MLJ.jl Projects – Summer of Code

MLJ is a machine learning framework for Julia aiming to provide a convenient way to use and combine a multitude of tools and models available in the Julia ML/Stats ecosystem.

List of projects

MLJ is released under the MIT license and sponsored by the Alan Turing Institute.

Categorical variable encoding

Extend the categorical variable encoding of MLJ.

Difficulty. Moderate. Duration. 350 hours

MLJ provides basic one-hot encoding of categorical variables but no sophisticated encoding techniques. One-hot encoding is rather limited, in particular when a categorical has a very large number of classes. Many other techniques exists, and this project aims to make some of these available to the MLJ user.

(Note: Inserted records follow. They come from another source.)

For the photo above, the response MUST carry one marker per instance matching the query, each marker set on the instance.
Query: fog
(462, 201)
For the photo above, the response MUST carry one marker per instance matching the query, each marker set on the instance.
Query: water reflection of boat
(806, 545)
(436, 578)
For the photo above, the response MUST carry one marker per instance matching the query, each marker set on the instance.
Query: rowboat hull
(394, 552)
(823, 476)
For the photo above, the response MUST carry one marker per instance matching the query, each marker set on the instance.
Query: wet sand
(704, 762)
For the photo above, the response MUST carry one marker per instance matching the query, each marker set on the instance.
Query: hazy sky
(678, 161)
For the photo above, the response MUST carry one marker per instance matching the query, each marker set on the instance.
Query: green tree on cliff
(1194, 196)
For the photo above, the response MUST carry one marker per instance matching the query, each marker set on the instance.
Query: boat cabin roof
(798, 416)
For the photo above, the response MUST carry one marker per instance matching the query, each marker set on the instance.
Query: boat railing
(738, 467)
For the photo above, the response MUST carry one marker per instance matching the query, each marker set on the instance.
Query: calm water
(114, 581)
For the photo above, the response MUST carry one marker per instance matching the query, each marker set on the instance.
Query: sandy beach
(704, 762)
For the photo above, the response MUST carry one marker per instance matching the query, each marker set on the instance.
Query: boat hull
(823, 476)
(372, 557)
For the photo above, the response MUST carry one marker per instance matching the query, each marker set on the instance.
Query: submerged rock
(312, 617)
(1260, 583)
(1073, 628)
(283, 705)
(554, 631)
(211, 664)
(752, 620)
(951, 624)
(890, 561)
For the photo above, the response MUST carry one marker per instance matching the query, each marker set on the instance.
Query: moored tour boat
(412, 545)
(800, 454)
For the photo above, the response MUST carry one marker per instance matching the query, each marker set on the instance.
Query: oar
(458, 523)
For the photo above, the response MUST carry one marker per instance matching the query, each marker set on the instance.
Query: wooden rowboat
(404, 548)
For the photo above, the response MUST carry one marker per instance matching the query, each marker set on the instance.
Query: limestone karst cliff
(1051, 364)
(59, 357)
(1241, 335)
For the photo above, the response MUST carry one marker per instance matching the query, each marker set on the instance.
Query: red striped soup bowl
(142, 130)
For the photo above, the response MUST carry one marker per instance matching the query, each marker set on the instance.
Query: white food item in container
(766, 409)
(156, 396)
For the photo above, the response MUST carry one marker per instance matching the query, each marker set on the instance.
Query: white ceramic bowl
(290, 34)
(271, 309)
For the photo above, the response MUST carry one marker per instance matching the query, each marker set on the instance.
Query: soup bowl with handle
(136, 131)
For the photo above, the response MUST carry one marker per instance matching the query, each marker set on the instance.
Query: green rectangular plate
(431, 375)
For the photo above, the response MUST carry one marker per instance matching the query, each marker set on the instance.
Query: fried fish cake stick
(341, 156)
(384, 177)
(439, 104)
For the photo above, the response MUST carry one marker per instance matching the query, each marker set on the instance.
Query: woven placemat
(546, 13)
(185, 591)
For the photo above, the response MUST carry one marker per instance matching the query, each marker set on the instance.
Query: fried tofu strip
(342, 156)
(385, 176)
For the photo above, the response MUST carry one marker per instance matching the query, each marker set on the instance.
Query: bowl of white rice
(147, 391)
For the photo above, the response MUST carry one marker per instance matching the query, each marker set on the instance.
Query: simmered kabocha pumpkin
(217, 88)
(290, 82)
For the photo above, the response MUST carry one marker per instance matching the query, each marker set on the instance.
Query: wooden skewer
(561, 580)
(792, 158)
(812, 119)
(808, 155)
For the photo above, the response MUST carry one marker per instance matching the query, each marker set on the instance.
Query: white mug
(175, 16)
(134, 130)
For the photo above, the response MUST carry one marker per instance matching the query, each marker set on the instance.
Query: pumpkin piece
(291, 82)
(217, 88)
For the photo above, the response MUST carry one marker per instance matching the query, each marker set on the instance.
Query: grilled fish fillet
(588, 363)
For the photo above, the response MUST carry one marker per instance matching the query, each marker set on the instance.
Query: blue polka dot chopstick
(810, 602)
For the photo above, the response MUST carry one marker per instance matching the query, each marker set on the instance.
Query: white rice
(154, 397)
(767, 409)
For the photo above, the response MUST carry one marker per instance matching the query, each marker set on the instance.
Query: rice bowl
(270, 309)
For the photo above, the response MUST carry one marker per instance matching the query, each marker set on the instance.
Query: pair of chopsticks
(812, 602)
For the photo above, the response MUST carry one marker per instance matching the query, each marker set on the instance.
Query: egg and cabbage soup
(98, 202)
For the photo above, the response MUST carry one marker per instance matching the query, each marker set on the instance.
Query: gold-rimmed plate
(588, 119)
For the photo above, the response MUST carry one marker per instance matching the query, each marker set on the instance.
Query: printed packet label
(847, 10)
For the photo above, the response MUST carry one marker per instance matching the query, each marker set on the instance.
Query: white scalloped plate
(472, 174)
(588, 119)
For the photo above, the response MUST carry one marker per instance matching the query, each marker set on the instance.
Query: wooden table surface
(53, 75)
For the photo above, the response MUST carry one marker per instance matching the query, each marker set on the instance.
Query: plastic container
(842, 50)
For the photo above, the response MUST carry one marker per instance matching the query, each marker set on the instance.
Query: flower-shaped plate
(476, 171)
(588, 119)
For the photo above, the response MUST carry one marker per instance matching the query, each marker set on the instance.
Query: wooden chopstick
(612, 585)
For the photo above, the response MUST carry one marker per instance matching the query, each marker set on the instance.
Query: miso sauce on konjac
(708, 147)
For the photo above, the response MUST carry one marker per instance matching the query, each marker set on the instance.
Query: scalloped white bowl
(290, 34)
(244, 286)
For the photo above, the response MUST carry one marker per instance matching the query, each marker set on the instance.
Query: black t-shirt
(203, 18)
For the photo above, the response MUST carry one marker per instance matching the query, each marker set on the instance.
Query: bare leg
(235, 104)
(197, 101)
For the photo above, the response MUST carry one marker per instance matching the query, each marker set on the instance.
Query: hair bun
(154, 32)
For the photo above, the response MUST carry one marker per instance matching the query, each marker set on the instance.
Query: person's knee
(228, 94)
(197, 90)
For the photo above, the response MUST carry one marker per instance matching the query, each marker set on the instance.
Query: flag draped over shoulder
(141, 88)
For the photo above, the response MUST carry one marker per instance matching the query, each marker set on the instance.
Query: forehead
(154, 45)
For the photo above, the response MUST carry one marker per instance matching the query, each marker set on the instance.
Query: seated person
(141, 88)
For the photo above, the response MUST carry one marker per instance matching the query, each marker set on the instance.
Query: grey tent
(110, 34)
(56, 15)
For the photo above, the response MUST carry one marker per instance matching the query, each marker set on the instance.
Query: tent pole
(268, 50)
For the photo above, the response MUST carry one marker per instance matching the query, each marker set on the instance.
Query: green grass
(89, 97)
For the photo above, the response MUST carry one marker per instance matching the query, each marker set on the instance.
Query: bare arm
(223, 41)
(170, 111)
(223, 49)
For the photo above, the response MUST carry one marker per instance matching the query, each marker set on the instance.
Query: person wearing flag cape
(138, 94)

Mentors. Anthony Blaom (best contact: direct message on Julia slack)

Prerequisites

Julia language fluency is essential.
Git-workflow familiarity is strongly preferred.
Experience with machine learning and data science workflows.
Familiarity with MLJ's API a plus.

Your contribution

In this project you will survey popular existing methods for one-hot encoding categorical variables. In collaboration with the mentor, you will make a plan for integrating some of these techniques into MLJ. You will begin work on the plan, initially focusing on simple methods, providing MLJ interfaces to existing julia packages, or new implementations where needed. If the project advances well, you will implement more advanced techniques, such as entity embedding via MLJFlux.jl (MLJ's neural network interface).

References

Existing encoding in MLJ: OneHotEncoder; ContinuousEncoder; UnivariateContinuousTimeEncoder
StatsModels.jl encoders
MLJ feature request
Guo and Berkhahn [(2016]](https://arxiv.org/abs/1604.06737) "Entity Embeddings of Categorical Variables"
MLJFlux.jl

Machine Learning in Predictive Survival Analysis

Implement survival analysis models for use in the MLJ machine learning platform.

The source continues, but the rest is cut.